Décrocher un crédit immobilier sera plus simple pour les investisseurs locatifs
Bercy et la Banque de France autorisent les banques à prêter plus aux propriétaires qui envisagent de louer leur logement.
Encore un coup pour rien? Après les annonces du gouvernement pour sortir le logement de la crise, jugées décevantes, celles des autorités financières pour desserrer le crédit immobilier, étaient aussi attendues. Bercy et la Banque de France ont autorisé, ce mardi, les banques à accorder plus de prêts aux investisseurs locatifs qui ne respectent pas les contraintes imposées aux banques (taux d’endettement maximal de 35% maximum et durée des prêts maximale de 25 ans).
Actuellement, ces dérogations ne doivent pas représenter plus de 20% des dossiers des banques. Parmi eux, les investisseurs pèsent 20%. Soit 4% du total. Bercy et la Banque de France vont faire passer cette proportion de 4% à 6%. Cette mesure entrera en vigueur «dans les prochains jours», une fois publiée au Journal officiel. «Nous souhaitons donner plus de marges de manœuvres aux banques pour mettre à disposition plus de logements sur le marché», explique une source proche du HCSF.
Selon les estimations du Trésor, cette mesure ainsi qu’une autre plus technique, pourraient se traduire par une augmentation de la capacité d’accès au crédit de 250 millions d’euros par mois. Bien loin des 12 milliards d’euros (hors renégociations) accordés actuellement par mois aux emprunteurs, tous profils confondus. «Une proposition de la profession consistait à permettre aux banques d’utiliser librement les 20% de dérogations possibles aux critères.
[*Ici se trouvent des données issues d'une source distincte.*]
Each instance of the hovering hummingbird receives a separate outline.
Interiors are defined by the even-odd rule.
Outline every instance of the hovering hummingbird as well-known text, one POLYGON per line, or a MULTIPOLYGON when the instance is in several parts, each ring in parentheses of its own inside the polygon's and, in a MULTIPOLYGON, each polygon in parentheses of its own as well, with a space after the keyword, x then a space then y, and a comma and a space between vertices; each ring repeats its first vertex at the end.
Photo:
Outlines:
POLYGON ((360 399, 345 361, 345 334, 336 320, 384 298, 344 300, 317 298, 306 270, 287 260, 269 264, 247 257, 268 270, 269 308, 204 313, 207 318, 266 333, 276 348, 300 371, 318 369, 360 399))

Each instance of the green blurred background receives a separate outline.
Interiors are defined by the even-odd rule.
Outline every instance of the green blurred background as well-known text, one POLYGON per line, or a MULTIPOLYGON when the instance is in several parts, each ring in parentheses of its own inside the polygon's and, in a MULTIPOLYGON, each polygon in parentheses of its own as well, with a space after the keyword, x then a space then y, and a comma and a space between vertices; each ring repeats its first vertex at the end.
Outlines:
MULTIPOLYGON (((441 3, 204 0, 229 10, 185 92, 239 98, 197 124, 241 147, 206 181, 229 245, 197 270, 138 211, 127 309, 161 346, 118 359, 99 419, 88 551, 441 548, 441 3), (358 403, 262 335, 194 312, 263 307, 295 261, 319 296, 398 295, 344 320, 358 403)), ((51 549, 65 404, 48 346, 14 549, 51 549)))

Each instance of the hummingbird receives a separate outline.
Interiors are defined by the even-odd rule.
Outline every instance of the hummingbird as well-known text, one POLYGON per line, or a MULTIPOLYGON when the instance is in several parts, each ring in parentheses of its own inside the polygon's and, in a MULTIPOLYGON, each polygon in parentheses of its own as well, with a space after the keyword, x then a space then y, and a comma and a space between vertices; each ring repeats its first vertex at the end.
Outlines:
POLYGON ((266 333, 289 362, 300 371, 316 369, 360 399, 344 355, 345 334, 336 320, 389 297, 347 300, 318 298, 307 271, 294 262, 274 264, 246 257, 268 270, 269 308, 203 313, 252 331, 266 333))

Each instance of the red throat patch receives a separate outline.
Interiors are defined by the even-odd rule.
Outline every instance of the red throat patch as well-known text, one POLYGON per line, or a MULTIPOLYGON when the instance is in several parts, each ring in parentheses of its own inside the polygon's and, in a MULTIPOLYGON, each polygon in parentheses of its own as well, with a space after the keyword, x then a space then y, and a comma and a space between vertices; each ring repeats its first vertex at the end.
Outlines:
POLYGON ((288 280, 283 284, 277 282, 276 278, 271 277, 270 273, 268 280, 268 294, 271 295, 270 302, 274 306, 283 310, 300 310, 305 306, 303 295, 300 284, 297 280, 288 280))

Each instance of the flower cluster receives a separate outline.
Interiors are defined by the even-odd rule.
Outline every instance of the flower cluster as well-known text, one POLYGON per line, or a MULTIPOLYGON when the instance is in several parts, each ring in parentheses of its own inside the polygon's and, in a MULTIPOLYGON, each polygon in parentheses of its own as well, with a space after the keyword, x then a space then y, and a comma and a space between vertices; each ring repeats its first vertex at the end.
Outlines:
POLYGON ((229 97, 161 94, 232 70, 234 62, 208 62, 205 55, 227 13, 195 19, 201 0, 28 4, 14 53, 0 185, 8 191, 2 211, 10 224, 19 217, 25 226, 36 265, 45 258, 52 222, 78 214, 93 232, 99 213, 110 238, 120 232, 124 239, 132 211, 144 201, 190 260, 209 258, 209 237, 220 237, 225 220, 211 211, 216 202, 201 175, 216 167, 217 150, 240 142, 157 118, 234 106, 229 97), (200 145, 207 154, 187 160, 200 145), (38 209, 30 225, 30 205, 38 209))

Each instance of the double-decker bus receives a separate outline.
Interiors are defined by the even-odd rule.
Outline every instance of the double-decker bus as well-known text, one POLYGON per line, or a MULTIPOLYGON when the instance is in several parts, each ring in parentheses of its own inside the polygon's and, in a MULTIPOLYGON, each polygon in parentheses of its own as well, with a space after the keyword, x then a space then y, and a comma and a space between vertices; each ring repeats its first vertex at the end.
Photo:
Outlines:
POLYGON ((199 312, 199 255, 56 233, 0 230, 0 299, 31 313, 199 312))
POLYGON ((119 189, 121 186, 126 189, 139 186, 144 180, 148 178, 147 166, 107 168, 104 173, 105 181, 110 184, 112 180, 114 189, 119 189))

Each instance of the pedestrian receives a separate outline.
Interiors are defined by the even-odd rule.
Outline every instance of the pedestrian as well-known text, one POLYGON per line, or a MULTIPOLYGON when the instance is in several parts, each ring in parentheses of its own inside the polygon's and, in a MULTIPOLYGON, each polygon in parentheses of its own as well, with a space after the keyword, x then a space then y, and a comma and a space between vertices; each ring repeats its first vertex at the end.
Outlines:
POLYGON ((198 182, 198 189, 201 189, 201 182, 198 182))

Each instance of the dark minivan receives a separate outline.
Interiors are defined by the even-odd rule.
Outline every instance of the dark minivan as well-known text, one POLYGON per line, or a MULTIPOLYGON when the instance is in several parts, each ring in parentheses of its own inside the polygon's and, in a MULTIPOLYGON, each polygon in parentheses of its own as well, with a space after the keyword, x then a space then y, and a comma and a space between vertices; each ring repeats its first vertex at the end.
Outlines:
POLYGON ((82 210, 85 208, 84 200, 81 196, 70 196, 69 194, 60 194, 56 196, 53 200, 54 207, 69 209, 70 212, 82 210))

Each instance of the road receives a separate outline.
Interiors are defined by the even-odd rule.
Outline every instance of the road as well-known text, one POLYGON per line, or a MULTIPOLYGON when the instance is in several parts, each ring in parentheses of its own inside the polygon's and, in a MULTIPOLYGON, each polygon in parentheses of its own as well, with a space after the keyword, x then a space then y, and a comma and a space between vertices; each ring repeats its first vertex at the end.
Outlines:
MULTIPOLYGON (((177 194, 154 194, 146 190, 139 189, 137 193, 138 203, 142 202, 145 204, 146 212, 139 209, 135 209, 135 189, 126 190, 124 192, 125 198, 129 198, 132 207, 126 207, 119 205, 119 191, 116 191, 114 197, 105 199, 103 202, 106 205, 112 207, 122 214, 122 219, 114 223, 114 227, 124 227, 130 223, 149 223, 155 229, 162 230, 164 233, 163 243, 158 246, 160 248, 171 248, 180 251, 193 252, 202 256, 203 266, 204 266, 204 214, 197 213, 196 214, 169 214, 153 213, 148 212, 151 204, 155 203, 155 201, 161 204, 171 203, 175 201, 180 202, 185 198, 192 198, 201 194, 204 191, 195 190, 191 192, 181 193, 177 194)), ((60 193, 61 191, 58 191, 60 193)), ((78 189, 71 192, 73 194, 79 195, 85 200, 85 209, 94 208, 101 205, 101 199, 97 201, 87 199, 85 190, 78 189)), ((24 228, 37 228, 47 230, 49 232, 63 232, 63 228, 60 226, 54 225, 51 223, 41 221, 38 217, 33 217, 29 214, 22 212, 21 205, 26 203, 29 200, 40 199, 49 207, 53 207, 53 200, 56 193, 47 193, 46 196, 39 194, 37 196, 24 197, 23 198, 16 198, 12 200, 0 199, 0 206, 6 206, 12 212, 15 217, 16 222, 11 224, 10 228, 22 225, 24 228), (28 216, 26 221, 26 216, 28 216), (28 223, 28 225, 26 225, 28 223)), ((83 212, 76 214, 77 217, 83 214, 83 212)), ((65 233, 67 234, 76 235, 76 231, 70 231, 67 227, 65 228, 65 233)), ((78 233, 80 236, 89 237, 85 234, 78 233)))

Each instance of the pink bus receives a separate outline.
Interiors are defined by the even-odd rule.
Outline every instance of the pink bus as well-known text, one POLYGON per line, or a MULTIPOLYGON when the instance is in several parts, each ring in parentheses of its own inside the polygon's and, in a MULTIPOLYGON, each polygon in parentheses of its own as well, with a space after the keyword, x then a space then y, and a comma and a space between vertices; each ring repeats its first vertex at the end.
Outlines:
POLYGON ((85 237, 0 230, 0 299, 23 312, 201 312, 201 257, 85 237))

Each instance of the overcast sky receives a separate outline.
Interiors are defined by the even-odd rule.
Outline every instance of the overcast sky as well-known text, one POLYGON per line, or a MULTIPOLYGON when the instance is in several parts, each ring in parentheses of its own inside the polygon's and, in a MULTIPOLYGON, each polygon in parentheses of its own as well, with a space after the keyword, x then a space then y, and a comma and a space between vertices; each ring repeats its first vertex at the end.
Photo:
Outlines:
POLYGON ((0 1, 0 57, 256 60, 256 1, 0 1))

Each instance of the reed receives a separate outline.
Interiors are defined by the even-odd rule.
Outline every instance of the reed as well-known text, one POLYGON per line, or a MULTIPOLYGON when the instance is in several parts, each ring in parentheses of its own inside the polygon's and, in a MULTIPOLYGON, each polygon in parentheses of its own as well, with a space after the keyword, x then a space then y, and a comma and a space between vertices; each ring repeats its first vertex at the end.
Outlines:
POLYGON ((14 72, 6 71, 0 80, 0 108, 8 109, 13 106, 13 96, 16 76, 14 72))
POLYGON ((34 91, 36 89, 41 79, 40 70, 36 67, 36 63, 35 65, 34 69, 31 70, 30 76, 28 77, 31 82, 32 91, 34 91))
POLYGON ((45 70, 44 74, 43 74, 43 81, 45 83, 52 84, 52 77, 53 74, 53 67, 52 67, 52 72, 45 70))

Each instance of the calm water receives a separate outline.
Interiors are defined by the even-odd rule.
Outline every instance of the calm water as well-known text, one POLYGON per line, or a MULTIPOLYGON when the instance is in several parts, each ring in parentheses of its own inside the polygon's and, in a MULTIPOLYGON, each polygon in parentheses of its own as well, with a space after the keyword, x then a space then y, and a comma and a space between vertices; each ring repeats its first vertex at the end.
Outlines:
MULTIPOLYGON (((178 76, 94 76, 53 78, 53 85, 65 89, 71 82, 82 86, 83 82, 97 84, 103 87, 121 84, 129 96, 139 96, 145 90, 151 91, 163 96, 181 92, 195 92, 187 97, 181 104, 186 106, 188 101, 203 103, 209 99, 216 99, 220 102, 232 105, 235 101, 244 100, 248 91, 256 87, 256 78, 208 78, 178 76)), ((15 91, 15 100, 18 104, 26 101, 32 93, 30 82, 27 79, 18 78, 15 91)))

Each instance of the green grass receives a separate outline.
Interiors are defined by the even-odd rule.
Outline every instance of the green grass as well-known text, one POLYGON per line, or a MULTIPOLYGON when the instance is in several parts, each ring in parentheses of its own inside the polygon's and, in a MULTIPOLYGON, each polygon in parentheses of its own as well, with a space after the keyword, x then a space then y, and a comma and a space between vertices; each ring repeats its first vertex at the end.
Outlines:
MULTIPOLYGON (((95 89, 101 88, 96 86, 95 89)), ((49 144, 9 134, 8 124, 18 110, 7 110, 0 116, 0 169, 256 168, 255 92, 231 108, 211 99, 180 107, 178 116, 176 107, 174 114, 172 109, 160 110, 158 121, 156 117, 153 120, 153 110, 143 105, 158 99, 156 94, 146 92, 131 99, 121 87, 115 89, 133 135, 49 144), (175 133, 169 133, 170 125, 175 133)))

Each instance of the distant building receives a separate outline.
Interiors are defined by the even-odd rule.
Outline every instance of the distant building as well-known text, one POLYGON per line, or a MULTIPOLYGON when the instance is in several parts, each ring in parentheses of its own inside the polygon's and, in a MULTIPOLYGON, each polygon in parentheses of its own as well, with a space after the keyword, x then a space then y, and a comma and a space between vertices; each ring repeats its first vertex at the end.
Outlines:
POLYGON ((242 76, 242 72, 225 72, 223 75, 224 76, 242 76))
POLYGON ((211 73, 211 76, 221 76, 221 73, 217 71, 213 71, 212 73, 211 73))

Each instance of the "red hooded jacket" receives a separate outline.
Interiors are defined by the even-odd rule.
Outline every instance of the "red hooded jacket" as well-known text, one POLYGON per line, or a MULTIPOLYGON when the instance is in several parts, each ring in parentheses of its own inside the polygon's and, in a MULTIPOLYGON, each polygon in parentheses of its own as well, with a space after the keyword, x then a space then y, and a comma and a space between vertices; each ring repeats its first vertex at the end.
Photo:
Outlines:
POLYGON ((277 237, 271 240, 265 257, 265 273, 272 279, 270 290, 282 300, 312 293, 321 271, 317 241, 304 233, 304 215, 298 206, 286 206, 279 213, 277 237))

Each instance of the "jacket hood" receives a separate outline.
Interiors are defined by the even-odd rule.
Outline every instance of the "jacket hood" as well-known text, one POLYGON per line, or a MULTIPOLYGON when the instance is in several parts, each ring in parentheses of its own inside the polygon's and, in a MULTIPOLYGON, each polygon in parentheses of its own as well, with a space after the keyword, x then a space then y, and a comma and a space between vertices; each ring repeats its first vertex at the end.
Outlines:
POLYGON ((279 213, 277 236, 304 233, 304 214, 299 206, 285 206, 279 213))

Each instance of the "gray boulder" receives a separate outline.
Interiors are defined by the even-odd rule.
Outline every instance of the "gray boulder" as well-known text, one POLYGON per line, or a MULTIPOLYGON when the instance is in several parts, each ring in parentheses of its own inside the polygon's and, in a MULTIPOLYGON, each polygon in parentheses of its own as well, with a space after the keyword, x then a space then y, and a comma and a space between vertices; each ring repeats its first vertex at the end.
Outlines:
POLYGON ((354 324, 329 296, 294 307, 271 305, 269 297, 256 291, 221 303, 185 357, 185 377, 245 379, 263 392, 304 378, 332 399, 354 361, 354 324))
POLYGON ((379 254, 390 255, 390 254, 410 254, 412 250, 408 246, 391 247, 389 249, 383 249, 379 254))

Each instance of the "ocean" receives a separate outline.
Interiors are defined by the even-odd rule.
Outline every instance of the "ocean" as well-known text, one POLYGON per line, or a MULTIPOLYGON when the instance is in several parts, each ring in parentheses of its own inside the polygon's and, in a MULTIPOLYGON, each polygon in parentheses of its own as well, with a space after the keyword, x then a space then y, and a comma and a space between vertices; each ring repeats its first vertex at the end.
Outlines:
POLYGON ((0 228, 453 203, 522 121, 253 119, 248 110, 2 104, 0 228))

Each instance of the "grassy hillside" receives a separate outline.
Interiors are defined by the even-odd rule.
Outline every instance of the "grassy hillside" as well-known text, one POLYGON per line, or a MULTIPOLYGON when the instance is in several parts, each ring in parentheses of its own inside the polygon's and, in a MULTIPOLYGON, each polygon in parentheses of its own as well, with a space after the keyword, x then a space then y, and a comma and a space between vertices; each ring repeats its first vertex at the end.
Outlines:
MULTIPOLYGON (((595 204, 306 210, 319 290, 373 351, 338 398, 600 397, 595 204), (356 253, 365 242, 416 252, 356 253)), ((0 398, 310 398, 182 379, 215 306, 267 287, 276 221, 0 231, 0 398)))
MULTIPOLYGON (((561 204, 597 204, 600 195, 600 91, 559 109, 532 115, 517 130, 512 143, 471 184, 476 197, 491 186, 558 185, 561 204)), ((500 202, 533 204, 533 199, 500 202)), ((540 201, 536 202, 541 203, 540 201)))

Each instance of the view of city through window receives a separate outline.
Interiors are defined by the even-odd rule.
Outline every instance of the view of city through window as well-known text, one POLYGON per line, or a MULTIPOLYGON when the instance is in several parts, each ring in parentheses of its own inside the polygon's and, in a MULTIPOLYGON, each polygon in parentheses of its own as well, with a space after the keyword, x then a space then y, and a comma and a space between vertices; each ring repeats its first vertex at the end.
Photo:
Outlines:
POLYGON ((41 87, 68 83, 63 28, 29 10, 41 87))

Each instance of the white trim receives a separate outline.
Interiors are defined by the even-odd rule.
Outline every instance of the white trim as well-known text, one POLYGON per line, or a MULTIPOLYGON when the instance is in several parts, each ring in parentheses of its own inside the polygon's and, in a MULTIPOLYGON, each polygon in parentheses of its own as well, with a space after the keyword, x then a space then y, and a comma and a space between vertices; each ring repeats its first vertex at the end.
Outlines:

Le HCSF a maintenu le cadre de répartition de ces dérogations, tout en augmentant, au sein de ces 20%, la part «libre d’utilisation» de 20 à 30%. Ceci va dans le sens d’un assouplissement», se satisfait la Fédération bancaire française.
Jusqu’à 15.000 dossiers en plus
Pour les courtiers, ce n’est pas cette mesure qui va relancer le marché de l’immobilier. «En partant sur la base d’un prêt moyen à 220.000 euros, nous parlons de 13.000 à 15.000 crédits supplémentaires pour les ménages. Une goutte d’eau», déplore Maël Bernier, porte-parole de Meilleurtaux. «Nous regrettons que le HCSF n’ait pas jugé utile d’autoriser la prise en compte des revenus locatifs pour le calcul du taux d’endettement», réagit Olivier Lendrevie, président de Cafpi.
Reste à savoir ce qu’en penseront les banques, désireuses de ne pas rogner sur leurs marges. «Nous ne faisons pas beaucoup de prêts car nous ne gagnons pas assez d’argent sur le crédit immobilier», confie au Figaro le banquier d’un grand établissement national. Les banques empruntent actuellement à 3,5%, et prêtent aux particuliers quasiment au même taux. «La plupart des barèmes (taux de crédit avant négociation) affichent désormais des taux supérieurs à 3 % sur toutes les durées et l’on voit même de plus en plus de taux à 4 % ou plus sur 20 ans ou 25 ans», explique Sandrine Allonier, porte-parole de Vousfinancer, courtier en crédit immobilier. «Restriction dans les conditions d’accès au crédit et hausse des taux ont créé un cocktail explosif qui vient percuter de plein fouet le marché immobilier. Il faut réaliser qu’entre janvier 2022 et mai 2023, les emprunteurs ont vu leur capacité d’emprunt chuter de 20%, ce qui représente en moyenne une capacité d’achat en recul de 40. 000€, c’est considérable!», commente Loïc Cantin, président de la Fédération nationale de l’immobilier.
Les banques ont le sort du marché immobilier entre leurs mains, estime le gouvernement. Mais pas que. Les vendeurs aussi. «Ils doivent accepter que les prix d’il y a 6 mois ne sont plus ceux d’aujourd’hui», explique Me Thierry Delesalle, notaire parisien. Car, certes, des taux de crédit à 4%, ce n’est pas nouveau en soi. C’était quasiment le cas en 2011-2012. Mais des taux de crédit élevés couplés à des prix de l’immobilier qui ne baissent pas assez, ça l’est. À cette époque, se loger ne coûtait pas aussi cher qu’aujourd’hui. Idem pour l’inflation qui était 2 à 3 fois moins forte, il y a plus de 10 ans. Un cocktail explosif inattendu qui explique pourquoi l’atterrissage du marché immobilier est plus brutal que prévu.